Nigeria’s decision to replace high-denomination currency with new notes has caused a massive cash crunch in Africa’s largest economy. The shortages have led to protests and riots in parts of the country as millions stand in line for hours at ATMs and banks to try to access their funds.
The country’s central bank started issuing newly designed naira notes late last year, in an effort to crack down on counterfeit notes and reduce the amount of money circulating outside the banking system. It is “no longer tenable to continue with business as usual,” central bank governor Godwin Emefiele said while announcing the measure.
But the way demonetization — withdrawing notes from circulation — has been carried out has left Nigerians struggling to pay for food and supplies.

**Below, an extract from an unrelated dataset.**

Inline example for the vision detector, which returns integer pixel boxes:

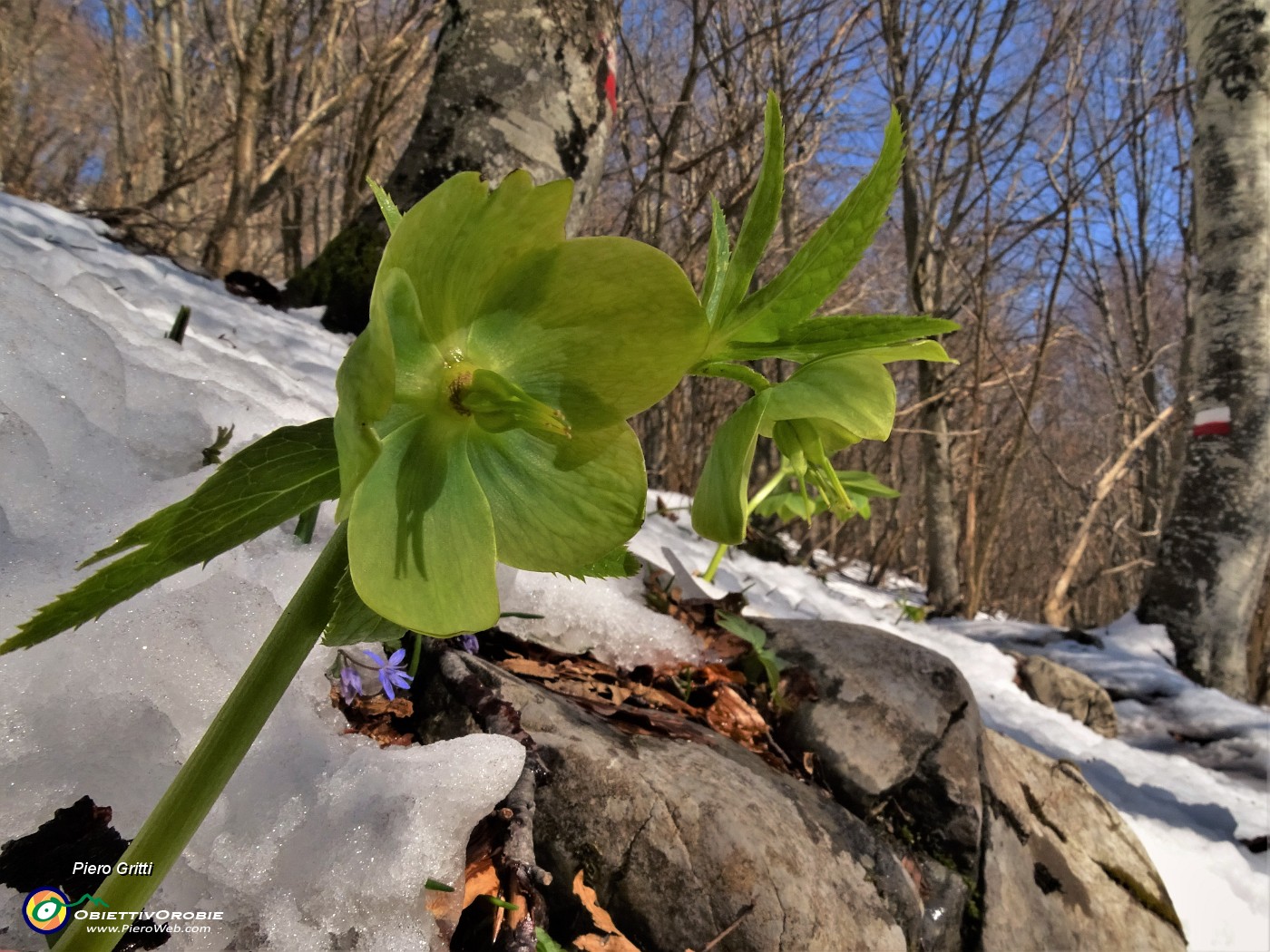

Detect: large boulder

[420,622,1185,952]
[983,731,1187,952]
[1011,653,1117,737]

The country of over 220 million people was initially given just 1½ months to exchange existing notes for new ones, and demand far outstripped the supply of new notes.
The usually jam-packed streets of Idumota market in Lagos, one of the largest in the country, have felt oddly quiet in recent weeks, vendors said, likening them to the time of pandemic curfews.
Here's what to know about Nigeria’s currency change.
What is Nigeria’s demonetization plan?
Nigeria is withdrawing bank notes circulating in 200-, 500- and 1,000-naira denominations (worth between about 40 cents and $2.10). It originally gave residents until Jan. 31 to swap them for new ones.
The rollout was criticized for being carried out without sufficient support. The bank then extended the deadline for exchanging all the notes to mid-February; authorities later said the smallest denomination would remain legal tender until late April. Nigeria’s top court is also hearing a legal challenge to how the overhaul was managed.
The central bank initially implemented a withdrawal restriction of 100,000 naira per week but raised it to 500,000 naira ($1,085) after criticism. Still, the shortage is so significant that banks are rationing their cash and usually disbursing only between 2,000 and 5,000 naira to each person at counters and ATMs.
The country attempted a similar currency swap in 1984, which critics say was also poorly managed.
Why is Nigeria changing its currency?
The central bank says that Nigerians hold a large stash of cash that is outside the purview of regulators. Eighty-five percent of naira are being used outside the commercial banking system, Emefiele said in October, adding that the circulating currency has more than doubled in the past eight years.
The bank also said the move would help the country shift to digital payments and check organized crime such as kidnapping. The naira has not been redesigned for two decades.
Some experts say the policy is sound in theory. The decision could help manage galloping inflation — at nearly 22 percent — and boost tax revenue, said Ayokunle Olubunmi, a financial analyst at ratings firm Agusto. “However, the poor implementation of the policy has eroded all the potential benefits. Some businesses that we cover have recorded up to a 40 percent decline in revenue.”
What has been the impact on Nigerians and the country’s economy?
Painful. Nigeria’s cash-dependent informal sector, which by one estimate makes up almost 58 percent of its economy, has been badly hit by people not having access to legal tender. The cash crunch comes amid a grim economic outlook, with the naira at an all-time low against the dollar.
On a recent evening at a Lagos night market, vendors were preparing to head home at a time when business activity should have been kicking off. Abiodun Alawiye, who said she usually sells at least 20 pairs of shoes daily, said she hadn’t sold more than a few in recent weeks.
“The town is not moving. It’s not grooving,” said Alawiye, 56, as she sat with her daughter and grandchildren on a stoop. “Now, the business is paralyzed. Everything is paralyzed.”
She needed help transitioning to digital banking but dreaded returning to the bank, knowing the line would be hundreds of people long. “We just needed more time,” she said.
Busayo Bamidele, a 30-year-old who sells trinkets and jewelry, said that the banking network was so slow that digital transfers often didn’t go through. She said she has barely earned anything recently, with customers choosing to spend what little cash they have on essentials.
“I had to borrow money to buy food this morning … and since then, we have not eaten anything else,” she said.
What other countries have struggled with demonetization?
Countries that have met challenges while swapping out their currency include Myanmar, Zimbabwe and the former Soviet Union. One notable recent instance was Indian Prime Minister Narendra Modi’s decision to declare 86 percent of his country’s cash defunct in 2016, which led to large-scale job losses in the informal economy.
“India’s strategy of rapid demonetization has obviously fallen short, because it was unnecessarily abrupt and secretive,” wrote Jeffrey Frankel, an economics professor at Harvard’s Kennedy School at the time. He added: “It should have allowed for more time to print an ample supply of new notes, and to help businesses switch over to non-cash payment methods, such as electronic funds transfers.”
Chason and Adetayo reported from Lagos, Nigeria.